People live in U-2 for one of three reasons; (1) It is centrally located, near bus-lines, schools and downtown; (2) flight from the cultural political poverty of the suburbs, or economic poverty of the South; (3) it’s the only neighborhood where relatively cheap housing for families exists.
Our community is basically residential with most stores on either Third or Trumbull. There are over 366 families in the neighborhood; 69 black families and 297 white families. Half of us have incomes of $5000.00 a year; one fifth of us have incomes under $2400.00.
My neighbors are all different kinds of people—students, professors, freaks, workers, kids, old people, tenants and landowners. We are an inner-city neighborhood with all the school, police, landlord, city tensions pushed on all people living in the guts of Amerikan capitalism.
This is the neighborhood, torn apart by racism prior to July 1967, that came together during the rebellion to off the stores, mock the Pigs, and learn some little feeling for power. The Expansionists in trying to force their nightmare on us, forget we have dreams too. It seems they should have learned something from the streets in July, but they didn’t.
Our dreams aren’t all that complicated. Many of us need new housing to replace the Wayne-City created slums we’re living in now. The whole community could use parks and recreation centers. Everybody would dig having some roses and healthy trees. The dreams are there—our job is to build the political power that makes those dreams a reality.
In August a group of people came together and formed an organization called People Concerned About Urban Renewal (PCAUR). Our main strategy is to develop block clubs throughout U-2.
Secondly, we are supporting a Model-Cities Governing Board law suit against the City, halting all acquisition, and demolition until there is citizen control of money and planning, and until there are adequate relocation plans for any people choosing to move. The third part of PCAUR strategy is to build support for the community on Wayne’s campus.

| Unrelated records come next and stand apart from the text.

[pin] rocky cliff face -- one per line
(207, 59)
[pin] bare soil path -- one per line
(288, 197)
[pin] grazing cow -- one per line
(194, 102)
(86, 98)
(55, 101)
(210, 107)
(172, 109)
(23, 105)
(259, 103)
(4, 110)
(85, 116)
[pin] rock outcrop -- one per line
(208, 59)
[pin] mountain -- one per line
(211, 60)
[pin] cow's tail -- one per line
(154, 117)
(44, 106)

We have had the seeds of a community in our neighborhood for a long time. In our organizing we have found only a few people who really want out. Most who do are homeowners who can get some money and have someplace to go.
Very few of the people argue with the dreams, our divisions come from feeling our enemies are too strong and “you can’t fight city hall”. People hold their dreams in isolation.

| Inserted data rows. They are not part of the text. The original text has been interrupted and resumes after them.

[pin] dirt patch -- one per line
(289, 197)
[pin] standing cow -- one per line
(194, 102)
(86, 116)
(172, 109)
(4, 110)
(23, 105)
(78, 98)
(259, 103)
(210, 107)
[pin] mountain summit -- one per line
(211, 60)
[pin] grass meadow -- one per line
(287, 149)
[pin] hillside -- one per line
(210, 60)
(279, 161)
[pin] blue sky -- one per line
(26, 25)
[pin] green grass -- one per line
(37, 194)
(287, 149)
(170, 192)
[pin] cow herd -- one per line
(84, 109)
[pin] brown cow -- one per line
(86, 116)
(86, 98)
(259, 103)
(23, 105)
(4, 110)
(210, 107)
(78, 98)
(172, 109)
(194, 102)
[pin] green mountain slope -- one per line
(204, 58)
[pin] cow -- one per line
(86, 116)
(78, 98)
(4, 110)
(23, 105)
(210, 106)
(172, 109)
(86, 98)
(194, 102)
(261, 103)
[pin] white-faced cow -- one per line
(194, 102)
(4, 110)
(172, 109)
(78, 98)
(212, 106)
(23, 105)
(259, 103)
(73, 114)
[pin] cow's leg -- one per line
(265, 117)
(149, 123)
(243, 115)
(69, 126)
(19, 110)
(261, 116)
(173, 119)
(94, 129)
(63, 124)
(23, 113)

The PCAUR strategy of block clubs is an attempt to break down the isolation. The development of people willing to fight for their land is all that will stop the University and the City. Beginning now to develop our ideas for the neighborhood is the main political direction for the block clubs.
This is backed up by a growing attitude that “we aren’t asking what their plans are—We’re telling them what ours are.” In my neighborhood (4th and Hancock Block Club) a few of us have been talking to our neighbors, we have started a newsletter to communicate with those that don’t come to the meetings, and we are starting to formulate our plans with the assistance of advocate planners.

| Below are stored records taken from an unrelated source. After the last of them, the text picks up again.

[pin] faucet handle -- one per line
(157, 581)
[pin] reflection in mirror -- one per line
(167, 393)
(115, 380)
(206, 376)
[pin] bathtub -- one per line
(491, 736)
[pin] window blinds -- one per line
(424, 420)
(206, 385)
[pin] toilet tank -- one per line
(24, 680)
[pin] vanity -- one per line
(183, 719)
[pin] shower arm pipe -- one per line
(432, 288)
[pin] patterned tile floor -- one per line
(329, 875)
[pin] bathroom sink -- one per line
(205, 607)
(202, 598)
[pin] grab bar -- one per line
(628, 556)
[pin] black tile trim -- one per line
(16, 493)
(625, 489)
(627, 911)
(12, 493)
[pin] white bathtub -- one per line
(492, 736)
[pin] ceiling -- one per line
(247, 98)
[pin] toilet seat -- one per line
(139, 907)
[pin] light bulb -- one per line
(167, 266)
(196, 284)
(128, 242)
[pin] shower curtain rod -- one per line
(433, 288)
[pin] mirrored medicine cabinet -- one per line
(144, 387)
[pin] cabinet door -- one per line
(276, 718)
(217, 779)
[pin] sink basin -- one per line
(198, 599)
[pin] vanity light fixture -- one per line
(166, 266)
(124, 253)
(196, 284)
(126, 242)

My neighbor, Dan, is starting to talk about the possibility of developing cooperative housing and making a recreation center out of an old, structurally sound, abandoned house. Up on Forest a family has begun to take on their landlord—with the support of their friends and neighbors, has the man running.
All of this is only a beginning. As the Expansionists begin applying more pressure, people will have to seek a way of fighting. We may lose in the short run, but a particular tactical defeat or victory doesn’t determine the long range results. We aren’t alone.
Amerikan-Imperialism is international, as well as national. Wayne State pushing us off our land is a part of the same process that created US aggression against Vietnam; and attempted domination of Latin America, Canada and Western Europe. The issues raised in U-2 around my house, hits on the core of resistance to Amerikan power. Fight for land is basic to our survival—fight for power is basic to our revolution. We will keep putting it together. We have no choice.